Aku teringat “sajak” di atas karena MALU. Malu bukan karena menjadi benalu
dan minta melulu, tapi karena MALU menjadi TAK MALU menerima sumbangan
Kompor Gas gratis dari Pemerintah.

Pada awalnya aku heran kenapa lingkungan perumahan tempatku tinggal
mendapat bantuan kompor gas konversi minyak tanah tersebut. Sebab bila
ditilik dari kemampuan warganya jauh dari “miskin” meski tak bisa dibilang
kaya. Rumah standard keluarga sederhana, bahkan sebagian cenderung lebih,
karena perumahan BTN sudah direnovasi demikian “mewah” mengikuti trend
perumahan masa kini, model “minimalis” yang biaya pembuatannya tak lagi
minimalis. Sepeda motor sudah menjadi kendaraan umum warga dan sebagian
lagi bahkan menggunakan mobil.

Apakah yang demikian ini patut menerima sumbangan konversi minyak tanah ke
gas? Aku sendiri tidak yakin, karena demikian antusiasnya warga mengantri
sumbangan tersebut. Apakah pemerintah sudah tepat sasaran memberikan “dana
subsidi”nya pada warga miskin? Atau memang untuk hal konversi minyak tanah
ini semua warga Negara berhak mendapatkannya? Termasuk warga lingkunganku
yang tak lagi miskin dan perlu dana subsidi.

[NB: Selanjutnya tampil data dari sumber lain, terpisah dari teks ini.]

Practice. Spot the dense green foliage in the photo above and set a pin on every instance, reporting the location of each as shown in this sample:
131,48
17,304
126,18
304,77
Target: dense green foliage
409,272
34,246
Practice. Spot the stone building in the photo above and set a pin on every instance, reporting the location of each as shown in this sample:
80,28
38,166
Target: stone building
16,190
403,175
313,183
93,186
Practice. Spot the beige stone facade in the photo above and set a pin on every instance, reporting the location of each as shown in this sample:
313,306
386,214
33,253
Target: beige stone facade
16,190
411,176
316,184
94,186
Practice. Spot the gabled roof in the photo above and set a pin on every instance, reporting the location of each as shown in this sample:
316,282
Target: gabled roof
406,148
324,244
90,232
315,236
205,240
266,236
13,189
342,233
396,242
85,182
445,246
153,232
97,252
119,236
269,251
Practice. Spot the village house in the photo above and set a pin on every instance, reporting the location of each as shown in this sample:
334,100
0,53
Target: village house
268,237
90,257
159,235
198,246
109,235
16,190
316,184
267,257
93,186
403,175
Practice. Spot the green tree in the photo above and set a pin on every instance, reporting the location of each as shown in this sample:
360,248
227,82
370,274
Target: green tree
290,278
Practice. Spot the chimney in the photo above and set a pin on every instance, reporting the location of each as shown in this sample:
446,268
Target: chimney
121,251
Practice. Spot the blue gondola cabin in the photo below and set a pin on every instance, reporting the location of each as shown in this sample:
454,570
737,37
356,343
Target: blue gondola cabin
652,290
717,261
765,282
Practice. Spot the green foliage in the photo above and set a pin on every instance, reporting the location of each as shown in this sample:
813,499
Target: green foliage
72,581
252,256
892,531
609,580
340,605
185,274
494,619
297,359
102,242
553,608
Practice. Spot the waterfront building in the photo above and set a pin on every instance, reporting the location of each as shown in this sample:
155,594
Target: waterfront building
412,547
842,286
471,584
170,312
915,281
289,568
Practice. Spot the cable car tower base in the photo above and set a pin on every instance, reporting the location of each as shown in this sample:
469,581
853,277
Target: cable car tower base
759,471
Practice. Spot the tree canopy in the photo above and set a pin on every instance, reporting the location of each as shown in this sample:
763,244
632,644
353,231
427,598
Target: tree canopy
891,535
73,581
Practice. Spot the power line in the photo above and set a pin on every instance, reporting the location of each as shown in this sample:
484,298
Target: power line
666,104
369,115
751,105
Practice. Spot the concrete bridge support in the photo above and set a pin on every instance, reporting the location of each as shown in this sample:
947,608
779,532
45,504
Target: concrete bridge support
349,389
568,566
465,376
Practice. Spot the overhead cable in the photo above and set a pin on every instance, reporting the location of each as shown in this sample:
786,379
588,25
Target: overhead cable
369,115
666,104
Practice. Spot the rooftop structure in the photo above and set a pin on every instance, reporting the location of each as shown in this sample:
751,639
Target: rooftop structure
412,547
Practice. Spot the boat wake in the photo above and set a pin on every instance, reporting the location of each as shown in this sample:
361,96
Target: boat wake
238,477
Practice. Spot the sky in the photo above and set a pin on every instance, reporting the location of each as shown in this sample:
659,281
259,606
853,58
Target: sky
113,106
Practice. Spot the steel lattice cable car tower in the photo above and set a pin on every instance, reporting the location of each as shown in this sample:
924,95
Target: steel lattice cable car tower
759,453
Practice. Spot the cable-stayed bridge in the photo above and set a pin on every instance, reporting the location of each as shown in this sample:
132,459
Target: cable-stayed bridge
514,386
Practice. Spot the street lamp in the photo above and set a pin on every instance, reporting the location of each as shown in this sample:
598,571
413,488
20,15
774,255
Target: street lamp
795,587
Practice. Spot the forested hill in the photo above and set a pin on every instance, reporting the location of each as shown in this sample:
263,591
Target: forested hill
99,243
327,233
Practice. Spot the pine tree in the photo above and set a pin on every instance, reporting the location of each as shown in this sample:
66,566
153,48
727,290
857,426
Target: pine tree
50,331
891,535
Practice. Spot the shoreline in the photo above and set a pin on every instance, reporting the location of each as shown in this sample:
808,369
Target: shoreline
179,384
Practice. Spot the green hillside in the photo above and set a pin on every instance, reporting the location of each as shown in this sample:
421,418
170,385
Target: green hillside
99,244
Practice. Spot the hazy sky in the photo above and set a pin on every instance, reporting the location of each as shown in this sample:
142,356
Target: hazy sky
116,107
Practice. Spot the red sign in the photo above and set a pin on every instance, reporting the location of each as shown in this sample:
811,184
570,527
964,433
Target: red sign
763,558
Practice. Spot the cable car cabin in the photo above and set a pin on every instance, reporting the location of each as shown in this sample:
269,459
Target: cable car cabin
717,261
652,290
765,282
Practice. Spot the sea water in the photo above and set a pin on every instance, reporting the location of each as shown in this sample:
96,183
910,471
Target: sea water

Memang bila bicara mengenai “hak”, kita semua akan menuntutnya setengah
mati. Apalagi “pajak” dari pemerintah adalah makanan kita sehari-hari,
pajak penghasilan yang otomatis dipotong saat kita gajian, ppn saat kita
membeli barang, pajak tanah, pajak rumah dan lain-lain. Kita akan merasa
sangat berhak atas segala yang pemerintah kucurkan untuk rakyat, karena
kita telah membayar pajak, termasuk subsidi BBM yang saya sangat yakin bila
dinaikan menjadi sepuluh ribupun, kita masih sanggup untuk mengisi motor
dan mobil kita.

Aku jadi TAKUT, seperti nukilan “sajak” di atas, takut mengambil yang bukan
“hak”nya.
Aku juga menjadi MALU, malu karena seolah menjadi minta melulu, minta “hak”
sebagai warga negara yang telah membayar pajak. Sementara saat tukang bubur
ayam yang biasa lewat depan rumah kutanya “Apakah mas mendapat jatah kompor
gas? Dia menjawab dengan lirih, ada kekecewaan di wajahnya “Tidak pak.
Pendatang seperti saya tidak mendapat kompor gas. Istri di kampung bilang,
kalau kompor gas dari pemerintah juga belum pernah di terima di sana”
Kini aku merasa menjadi PENCURI, karena MENCURI sesuatu yang sebenarnya
lebih dibutuhkan si tukang bubur itu.
Terakhir, aku menjadi MARAH. Marah karena MARTABAT-ku merasa dilecehkan.
Aku masih sanggup untuk membeli kompor gas sendiri.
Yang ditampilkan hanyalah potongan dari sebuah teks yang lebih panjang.